Last year, on 26 September, about 100 students from the Mexican Ayotzinapa teacher –training college took three buses and drove to the town of Iguala. On the way, they were stopped by the local police, who went off with 43 of the students. Most of the students are still missing. One was discovered the next day, without any skin on his skull – brutality is the trademark of the drugs cártels that rule supreme in Mexico. A collection of body parts was found a few weeks later. One of those bodies has been identified as one of the missing students.

About eighty people have been arrested in connection with the case, including the mayor of Iguala and his wife, the local chief of police, around forty police officers and members of Guerreros Unidos, the local cártel. As far as the government is concerned, the case is closed.

However, the surviving students and the relatives of the missing 43 students are not satisfied: the justice department has declared that the entire group is dead, on the basis of a statement made by one Guerrero after his arrest. Normally, bloodthirsty gangsters are not reliable witnesses. Besides, the confession followed torture – increasingly common in Mexico. Are the remaining 41 students really dead? Have all the guilty parties been arrested?

“If you nod along with the official version, you are just as guilty”, Ayotzinapa student Omar Garcia recently told a packed audience in Leiden’s Academiegebouw. Garcia escaped by sheer luck: he was in one of the three buses but the police vans were too full to take him too. Amnesty International invited him and other Ayotzinapa-survivors to tour Europe. They hope that the Netherlands, an important trading partner and the host of the International Criminal Court, can urge Mexico to improve human rights in general and more specifically, enforce the conclusion of law in Iguala.

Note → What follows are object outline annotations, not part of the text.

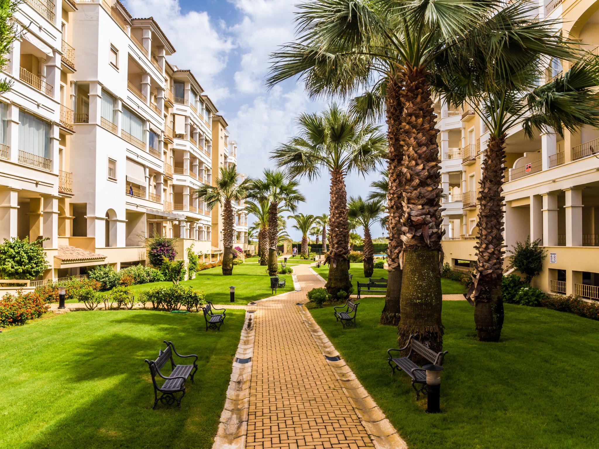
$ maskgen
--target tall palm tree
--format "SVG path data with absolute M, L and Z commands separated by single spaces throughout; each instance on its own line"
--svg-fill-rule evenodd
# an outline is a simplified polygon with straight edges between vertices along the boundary
M 349 197 L 347 202 L 347 217 L 355 220 L 364 230 L 364 277 L 373 275 L 374 269 L 374 248 L 373 246 L 370 226 L 373 223 L 380 221 L 380 216 L 385 210 L 380 200 L 365 201 L 361 196 Z
M 245 199 L 251 182 L 249 178 L 240 182 L 238 176 L 235 164 L 221 167 L 214 186 L 204 184 L 193 190 L 195 198 L 203 200 L 208 209 L 211 210 L 217 204 L 222 207 L 222 273 L 225 276 L 233 274 L 233 245 L 235 233 L 233 204 Z
M 326 287 L 337 298 L 350 291 L 349 230 L 345 177 L 353 171 L 373 169 L 386 150 L 379 126 L 361 123 L 336 104 L 320 114 L 302 114 L 297 119 L 300 134 L 272 152 L 279 166 L 286 167 L 291 178 L 317 178 L 322 170 L 331 177 L 329 278 Z
M 308 255 L 308 233 L 310 232 L 310 228 L 316 221 L 316 217 L 313 215 L 304 215 L 304 214 L 296 214 L 290 215 L 288 217 L 289 220 L 293 219 L 295 220 L 294 224 L 294 229 L 297 229 L 301 232 L 301 254 Z
M 318 224 L 322 226 L 322 254 L 326 252 L 326 226 L 329 224 L 329 214 L 323 214 L 316 217 Z
M 571 57 L 576 56 L 573 51 Z M 479 101 L 473 105 L 489 130 L 478 195 L 477 261 L 467 293 L 474 305 L 474 323 L 482 341 L 498 341 L 504 320 L 501 193 L 508 130 L 522 123 L 532 138 L 534 131 L 554 130 L 563 136 L 564 128 L 573 132 L 582 125 L 599 126 L 599 59 L 592 56 L 579 60 L 564 74 L 539 86 L 546 66 L 543 59 L 541 55 L 531 57 L 525 69 L 516 73 L 502 72 L 503 82 L 479 92 Z M 453 101 L 464 100 L 464 92 L 456 87 Z
M 299 183 L 285 178 L 277 170 L 264 170 L 262 179 L 252 181 L 248 196 L 268 202 L 268 274 L 277 274 L 277 245 L 279 230 L 280 207 L 289 212 L 295 212 L 297 204 L 305 201 L 298 190 Z
M 403 262 L 403 269 L 401 285 L 393 271 L 388 285 L 401 289 L 400 344 L 418 333 L 435 351 L 443 345 L 440 167 L 432 94 L 448 92 L 464 76 L 484 83 L 492 82 L 495 71 L 515 72 L 522 60 L 513 57 L 513 50 L 555 53 L 565 38 L 531 21 L 530 8 L 521 14 L 523 4 L 309 0 L 296 16 L 297 41 L 272 56 L 270 85 L 299 75 L 312 95 L 347 96 L 366 87 L 356 108 L 370 120 L 386 115 L 388 226 L 394 230 L 389 262 Z M 485 57 L 477 65 L 473 54 Z

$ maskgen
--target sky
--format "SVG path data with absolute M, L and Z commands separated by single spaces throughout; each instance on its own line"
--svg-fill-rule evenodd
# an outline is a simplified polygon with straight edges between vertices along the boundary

However, a much larger problem is that this kind of incident is not very incidental. The search for the students was hampered by the fact that several mass graves were discovered in the environs of Iguala. Something far more frightening is going on besides gang violence, explained José Carlos Aguiar from Latin American Studies. “The Mexican authorities use cártel violence as a cover to get rid of political opponents.”

The Ayotzinapa students are indígenas: descendents of Mexico’s original inhabitants. They were expressing support for their own tier of government for their community.

“There have been several bloodbaths against indígenas activists in the last decade, instigated by the local mayor, the army or the police. The federal government can’t or won’t intervene. The popularity of President Peña Nieto has never been so low and the violence, corruption and impunity are spiralling out of control. Mexico doesn’t have a legitimate government anymore,” Aguiar added.

“Who will ask them to bring back our students? Please listen with your hearts,” Garcia begged the audience: “We want justice.” Supporters in the audience responded by sticking their fists in the air: “Justicia!